In an attempt to lower the storage costs, “An Analysis on Matching Mechanisms and Token Pruning for Late-interaction Models” investigates the matching mechanism of these late-interaction models. It shows that the sum-of-max operation heavily relies on the co-occurrence signals and certain important words in the document. Based on these findings, the authors propose several simple document pruning methods to reduce the storage overhead and compare the effectiveness of different pruning methods on different late-interaction models. The investigation also covers query pruning methods to reduce the retrieval latency further.
1.5 Sample Efficiency
The article entitled “Data Augmentation for Sample Efficient and Robust Document Ranking” investigates a rather different aspect of efficiency: one that focuses on training samples. Training a ranking model where there is too few training examples available is challenging. The hypothesis this work sets out to explore is whether data augmentation techniques, combined with contrastive learning, can remedy some of those challenges and lead to improved ranking quality. The authors present a comprehensive analysis of various data augmentation methods and contrastive losses in the context of different model sizes. Their experimental results are encouraging: Ranking quality improves in both in-domain and out-of-domain settings, with even larger language models benefiting from this scheme. Their findings bode well for sample efficiency: With appropriate data augmentation and contrastive learning formulation, fewer training examples are needed to train high-quality ranking models.

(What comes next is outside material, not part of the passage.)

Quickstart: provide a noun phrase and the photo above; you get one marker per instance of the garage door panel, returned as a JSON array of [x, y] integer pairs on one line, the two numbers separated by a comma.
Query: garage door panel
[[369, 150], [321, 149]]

1.6 Sequential Recommendation
Finally, “Teach and Explore: A Multiplex Information-guided Effective and Efficient Reinforcement Learning for Sequential Recommendation” explores the application of Reinforcement Learning (RL) within a Sequential Recommendation (SR) system. It claims that current approaches in this direction are sub-optimal because (1) they fail to leverage the supervision signals to capture users’ explicit preferences, and (2) they do not utilize auxiliary information (e.g., knowledge graphs) to avoid blindness when exploring users’ potential interests.
To overcome the two limitations, the authors propose a multiplex information-guided RL model (MELOD), which uses a novel RL training framework with Teach and Explore components for SR. MELOD considers the SR task as a sequential decision problem and consists of three novel extensions, state encoding, policy function, and RL training, that concur to learn a comprehensive user representation. Experiments on seven real-world datasets show that MELOD achieves significant performance improvement in terms of Hit-Ratio and Normalized Discounted Cumulative Gain over 13 state-of-the-art competitors.